For most runners who live in colder climates, or in places where running outside isn’t feasible, treadmills are seen as a necessary evil, a way to get their miles in that is far from ideal. Some runners don’t think treadmill-running is an accurate simulation of the “real thing” (though these fears are probably a bit overblown); most simply think treadmill running is horribly boring.
According to Dr. Steven Devor of Ohio State University, that’s because when you run outside, “You are constantly speeding up or slowing down without realizing it.” On a treadmill, on the other hand, “It’s this nonstop, constant, no-variance thing” — a recipe for drudgery.

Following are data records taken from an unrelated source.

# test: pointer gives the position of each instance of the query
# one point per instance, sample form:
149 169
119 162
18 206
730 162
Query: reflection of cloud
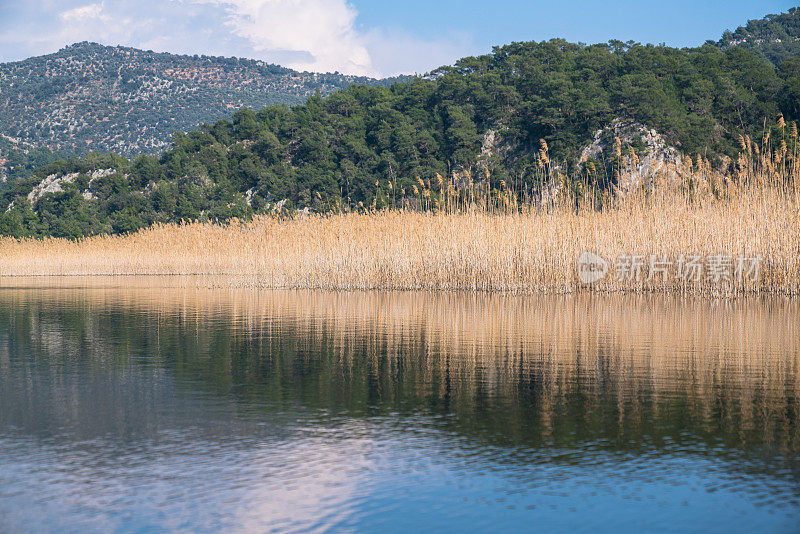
312 486
316 35
181 482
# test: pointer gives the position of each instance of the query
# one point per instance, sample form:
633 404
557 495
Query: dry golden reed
478 242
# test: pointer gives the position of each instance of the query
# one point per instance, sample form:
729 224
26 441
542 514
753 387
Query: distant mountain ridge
775 37
90 97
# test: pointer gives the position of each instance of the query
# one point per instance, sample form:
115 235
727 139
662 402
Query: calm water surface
141 408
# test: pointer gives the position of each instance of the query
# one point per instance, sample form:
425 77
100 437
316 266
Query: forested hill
776 37
101 98
485 118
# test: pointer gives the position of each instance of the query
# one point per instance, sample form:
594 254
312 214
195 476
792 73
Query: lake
136 405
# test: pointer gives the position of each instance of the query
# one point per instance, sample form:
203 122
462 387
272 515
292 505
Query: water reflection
183 407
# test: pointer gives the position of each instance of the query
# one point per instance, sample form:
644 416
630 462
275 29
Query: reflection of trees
622 372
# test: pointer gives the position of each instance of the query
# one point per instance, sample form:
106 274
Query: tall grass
478 236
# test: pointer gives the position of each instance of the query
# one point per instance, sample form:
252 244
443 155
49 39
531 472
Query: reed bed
500 240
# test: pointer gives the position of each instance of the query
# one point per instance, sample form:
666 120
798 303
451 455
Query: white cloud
314 35
84 13
323 29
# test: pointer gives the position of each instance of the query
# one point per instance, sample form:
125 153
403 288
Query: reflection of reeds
736 361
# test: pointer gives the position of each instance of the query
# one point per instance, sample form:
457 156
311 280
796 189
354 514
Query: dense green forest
775 37
364 144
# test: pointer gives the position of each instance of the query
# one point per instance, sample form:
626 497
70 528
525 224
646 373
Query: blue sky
359 36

That’s why he and a colleague, Cory Scheadler of Northern Kentucky University, have developed a prototype of a new treadmill that they say automatically adjusts its pace to match its user’s, and have published some early results based on trials by endurance runners in a new paper in Medicine & Science in Sports and Exercise.

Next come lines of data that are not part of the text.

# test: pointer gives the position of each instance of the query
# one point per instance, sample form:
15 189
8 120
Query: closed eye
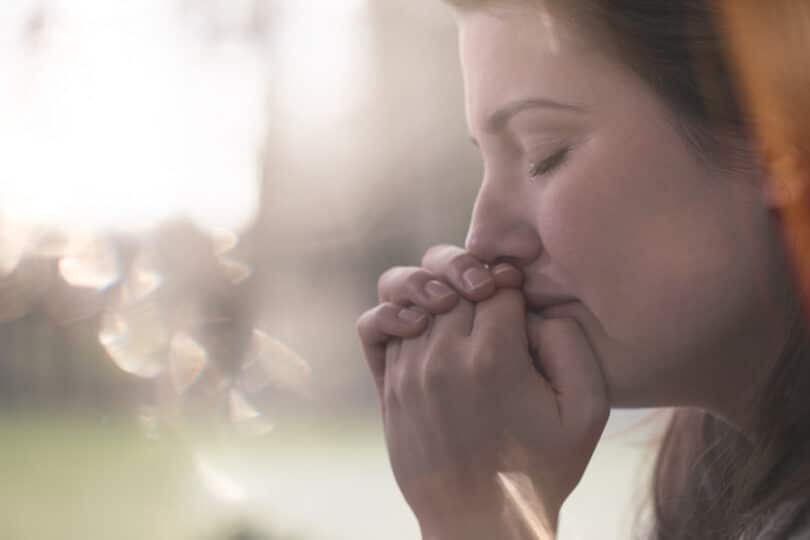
548 165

The treadmill uses a sonar device mounted behind the runner to bounce a signal off the runner and determine where they are on the belt. If they’re close to the front, the speed of the belt is increased; if they’re lagging, it drops. Devor said speed transition is “seamless.” “It’s honestly really, really cool,” he said. (I asked him whether there was any video available of the treadmill in action, but he said there wasn’t.)
Devor’s prototype is sitting in his lab, and he said that he and Scheadler are just about ready to set out on the long process of commercializing their device. Assuming the treadmill works as smoothly as Devor says it does, its store-ready descendants could provide some welcome relief from the winter-running doldrums.